В иллюстрированных Псалтирях миниатюры с изображением сюжета притчи прослеживаются с XI века. Первыми идут две очень близкие друг другу по времени и стилю византийские рукописи: Псалтирь Барберини Barb.gr.372 из Библиотеки Ватикана и Феодоровская Псалтирь Add. 19352 из Британской Библиотеки. В XIV веке миниатюра с притчей о сладости временной жизни появляется в сербской Мюнхенской Псалтири Cod.slav. 4. Миниатюра плохо сохранилась, но вполне различим человек на дереве, поднявший голову вверх для вкушения мёда, а слева легко угадывается единорог. Далее наша притча обнаруживается на Руси в Киевской Псалтири 1397 года (РНБ инв. ОЛДП. F. 6). В XV веке притча отображена в Угличской Псалтири (1485 г.) РНБ инв. F.I.5. И последний раз в Псалтири мы видим нашу притчу в 1591 году, в одной из Годуновских Псалтирей (КН-136) из Музея Московского Кремля.


Весьма интересен вариант притчи, в котором за человеком гонятся одновременно два животных. Две таких миниатюры мы находим в русских Синодиках XVII века: сразу две миниатюры в Синодике из Российской Государственной Библиотеки ф. 37 № 9 и одна миниатюра в рукописи № 815 из Национальной Библиотеки свв. Кирилла и Мефодия (Болгария). На миниатюрах изображены лев и верблюд, однако есть вариант, при котором изображаются лев и единорог. Такой пример мы видим на черно-белом скане миниатюры, которая пока нами не идентифицирована; известно только, что в издании советских времен, откуда она была отсканирована, она была подписана с ошибкой и код был совсем другой рукописи. И последняя миниатюра в данном разделе из разряда не идентифицированных, была использована в оформлении обложки книги А. И. Алексеева "Духовная культура средневековой Руси". На ней мы видим единорога (впрочем, это может быть фрагмент и мы видим не всё).

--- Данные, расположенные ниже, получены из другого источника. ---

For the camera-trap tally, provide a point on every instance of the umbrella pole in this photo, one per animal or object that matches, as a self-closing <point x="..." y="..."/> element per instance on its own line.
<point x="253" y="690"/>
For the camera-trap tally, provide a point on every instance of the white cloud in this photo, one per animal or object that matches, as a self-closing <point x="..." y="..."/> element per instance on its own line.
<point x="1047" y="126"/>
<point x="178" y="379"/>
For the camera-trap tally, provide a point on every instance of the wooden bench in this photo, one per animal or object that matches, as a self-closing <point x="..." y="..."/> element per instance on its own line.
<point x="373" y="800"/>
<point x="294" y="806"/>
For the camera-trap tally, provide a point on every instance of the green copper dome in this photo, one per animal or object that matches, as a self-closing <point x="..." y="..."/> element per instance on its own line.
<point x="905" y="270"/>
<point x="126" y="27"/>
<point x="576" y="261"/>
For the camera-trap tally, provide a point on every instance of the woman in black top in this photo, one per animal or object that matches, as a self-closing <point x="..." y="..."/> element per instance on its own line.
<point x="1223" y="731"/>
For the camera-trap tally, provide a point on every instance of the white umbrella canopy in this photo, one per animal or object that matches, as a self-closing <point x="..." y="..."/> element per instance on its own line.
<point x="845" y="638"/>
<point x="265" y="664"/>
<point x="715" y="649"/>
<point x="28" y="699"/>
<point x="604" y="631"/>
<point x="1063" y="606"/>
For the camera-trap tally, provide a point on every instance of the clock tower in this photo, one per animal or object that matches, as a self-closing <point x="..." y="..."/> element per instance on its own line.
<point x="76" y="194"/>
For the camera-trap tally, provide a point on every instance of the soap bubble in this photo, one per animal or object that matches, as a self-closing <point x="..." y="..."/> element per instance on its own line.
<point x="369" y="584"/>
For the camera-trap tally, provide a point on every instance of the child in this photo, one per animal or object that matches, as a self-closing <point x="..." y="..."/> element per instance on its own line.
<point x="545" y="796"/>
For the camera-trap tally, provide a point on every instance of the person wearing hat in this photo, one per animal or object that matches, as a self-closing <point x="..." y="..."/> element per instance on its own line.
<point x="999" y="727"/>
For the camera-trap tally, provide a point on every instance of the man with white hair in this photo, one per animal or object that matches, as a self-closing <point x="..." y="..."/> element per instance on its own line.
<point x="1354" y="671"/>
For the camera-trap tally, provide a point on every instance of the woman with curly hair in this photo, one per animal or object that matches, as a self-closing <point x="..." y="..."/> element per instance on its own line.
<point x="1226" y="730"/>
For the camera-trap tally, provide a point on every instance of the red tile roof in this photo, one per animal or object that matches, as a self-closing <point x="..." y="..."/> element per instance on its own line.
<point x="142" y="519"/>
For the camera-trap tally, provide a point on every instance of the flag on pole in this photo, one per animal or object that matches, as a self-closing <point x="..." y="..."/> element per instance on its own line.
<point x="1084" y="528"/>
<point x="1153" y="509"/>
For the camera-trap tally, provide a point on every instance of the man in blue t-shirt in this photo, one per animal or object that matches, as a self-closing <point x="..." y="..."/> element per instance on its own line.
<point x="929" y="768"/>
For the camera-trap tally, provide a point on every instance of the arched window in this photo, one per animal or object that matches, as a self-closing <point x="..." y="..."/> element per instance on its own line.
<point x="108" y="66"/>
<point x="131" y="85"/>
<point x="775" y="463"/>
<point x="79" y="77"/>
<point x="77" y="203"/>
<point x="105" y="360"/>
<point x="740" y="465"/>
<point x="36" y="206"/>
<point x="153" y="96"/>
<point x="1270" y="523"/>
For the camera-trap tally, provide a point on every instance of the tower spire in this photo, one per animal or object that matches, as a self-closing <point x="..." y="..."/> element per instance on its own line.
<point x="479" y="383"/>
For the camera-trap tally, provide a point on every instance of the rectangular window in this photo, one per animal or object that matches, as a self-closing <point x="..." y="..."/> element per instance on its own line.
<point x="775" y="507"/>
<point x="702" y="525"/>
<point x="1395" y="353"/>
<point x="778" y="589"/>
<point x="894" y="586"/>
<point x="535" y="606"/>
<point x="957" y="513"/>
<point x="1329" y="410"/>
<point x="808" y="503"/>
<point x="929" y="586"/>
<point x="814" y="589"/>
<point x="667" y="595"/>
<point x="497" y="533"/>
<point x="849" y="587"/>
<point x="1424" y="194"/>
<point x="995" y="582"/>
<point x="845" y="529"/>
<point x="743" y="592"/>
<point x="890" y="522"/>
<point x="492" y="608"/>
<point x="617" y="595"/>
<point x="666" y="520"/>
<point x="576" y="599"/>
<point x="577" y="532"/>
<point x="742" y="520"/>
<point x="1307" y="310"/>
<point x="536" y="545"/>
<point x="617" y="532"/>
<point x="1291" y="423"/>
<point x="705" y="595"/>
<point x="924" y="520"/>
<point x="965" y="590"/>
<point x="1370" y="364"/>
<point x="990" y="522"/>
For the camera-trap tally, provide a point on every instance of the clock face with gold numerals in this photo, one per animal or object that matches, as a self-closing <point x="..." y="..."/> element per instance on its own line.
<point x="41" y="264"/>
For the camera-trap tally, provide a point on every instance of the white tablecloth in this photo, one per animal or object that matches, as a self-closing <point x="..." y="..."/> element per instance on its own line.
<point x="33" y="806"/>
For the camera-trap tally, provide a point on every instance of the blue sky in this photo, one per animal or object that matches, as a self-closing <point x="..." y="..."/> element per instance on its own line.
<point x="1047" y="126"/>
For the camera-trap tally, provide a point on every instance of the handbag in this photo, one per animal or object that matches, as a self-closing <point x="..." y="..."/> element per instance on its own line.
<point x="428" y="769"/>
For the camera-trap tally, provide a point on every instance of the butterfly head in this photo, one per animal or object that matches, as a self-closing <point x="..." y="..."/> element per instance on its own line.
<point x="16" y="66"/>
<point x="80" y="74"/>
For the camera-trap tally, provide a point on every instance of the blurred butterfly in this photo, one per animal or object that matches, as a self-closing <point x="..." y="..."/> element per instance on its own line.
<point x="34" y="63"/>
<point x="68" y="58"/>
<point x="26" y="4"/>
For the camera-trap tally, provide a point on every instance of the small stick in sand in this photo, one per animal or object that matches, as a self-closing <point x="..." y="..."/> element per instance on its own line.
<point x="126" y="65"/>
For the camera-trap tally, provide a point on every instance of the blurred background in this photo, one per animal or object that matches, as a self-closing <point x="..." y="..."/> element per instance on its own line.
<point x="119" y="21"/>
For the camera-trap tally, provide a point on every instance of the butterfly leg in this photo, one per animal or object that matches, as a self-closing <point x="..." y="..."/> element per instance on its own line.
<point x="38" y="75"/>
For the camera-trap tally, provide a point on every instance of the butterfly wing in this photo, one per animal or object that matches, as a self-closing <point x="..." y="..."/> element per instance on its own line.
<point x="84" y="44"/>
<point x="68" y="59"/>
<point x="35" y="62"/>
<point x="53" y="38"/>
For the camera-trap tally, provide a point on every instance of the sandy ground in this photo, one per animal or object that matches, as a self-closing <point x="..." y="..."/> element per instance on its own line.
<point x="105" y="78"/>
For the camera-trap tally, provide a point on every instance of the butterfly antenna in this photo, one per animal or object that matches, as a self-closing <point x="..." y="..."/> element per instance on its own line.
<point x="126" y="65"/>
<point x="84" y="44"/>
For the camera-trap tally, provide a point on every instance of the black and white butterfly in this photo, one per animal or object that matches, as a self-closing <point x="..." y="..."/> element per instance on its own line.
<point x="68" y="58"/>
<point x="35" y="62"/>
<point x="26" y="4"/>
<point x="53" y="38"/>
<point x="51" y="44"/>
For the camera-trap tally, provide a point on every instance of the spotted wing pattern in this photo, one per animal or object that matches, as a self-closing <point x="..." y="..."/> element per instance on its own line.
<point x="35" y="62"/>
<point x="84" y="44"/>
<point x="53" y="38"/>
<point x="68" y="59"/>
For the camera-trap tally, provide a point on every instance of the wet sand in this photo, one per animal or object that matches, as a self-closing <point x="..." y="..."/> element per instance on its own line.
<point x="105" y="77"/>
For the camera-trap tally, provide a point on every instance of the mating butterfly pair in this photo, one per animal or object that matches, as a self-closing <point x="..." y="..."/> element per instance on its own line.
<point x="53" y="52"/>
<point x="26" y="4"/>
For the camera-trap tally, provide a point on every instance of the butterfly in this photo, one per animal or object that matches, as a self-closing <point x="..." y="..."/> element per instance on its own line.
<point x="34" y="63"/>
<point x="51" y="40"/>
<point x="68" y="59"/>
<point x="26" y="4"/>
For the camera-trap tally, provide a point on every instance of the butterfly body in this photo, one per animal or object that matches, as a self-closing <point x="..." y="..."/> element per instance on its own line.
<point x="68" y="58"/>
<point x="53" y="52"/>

Миниатюры к притче о домашней газели и притче о соловье и птицелове мы рассмотрим только на примерах иллюстрированных рукописей Повести о Варлааме и Иоасафе. Начнем с рукописи XIII века Iviron 463, хранящейся на Афоне в монастыре Иверон, которая является первым полным иллюстрированным списком Повести, дошедшим до нашего времени. К сожалению, в этом богато иллюстрированном списке (80 миниатюр), из интересующих нас сюжетов, есть только миниатюра с притчей о соловье и птицелове. Следующей по времени является рукопись Grec 1128 (около 200 миниатюр), в которой есть миниатюры ко всем, рассматриваемым нами притчам, причем к притче о соловье и птицелове даже две подряд. По одной миниатюре ко всем притчам имеется в Самарской рукописи 1628-1629 гг. ОЛДП Q. 17 и в копто-арабской рукописи XVIII века Arabe 274. В арабской рукописи 1707 года НИОР РГБ ф. 201 №44 размещена полностраничная миниатюра к притче о соловье и птицелове. А в рукописи Arabe 273, помимо миниатюры к притче о домашней газели, мы снова видим целых две миниатюры к притче о соловье и птицелове, что уже встречалось в греческой рукописи XIV века.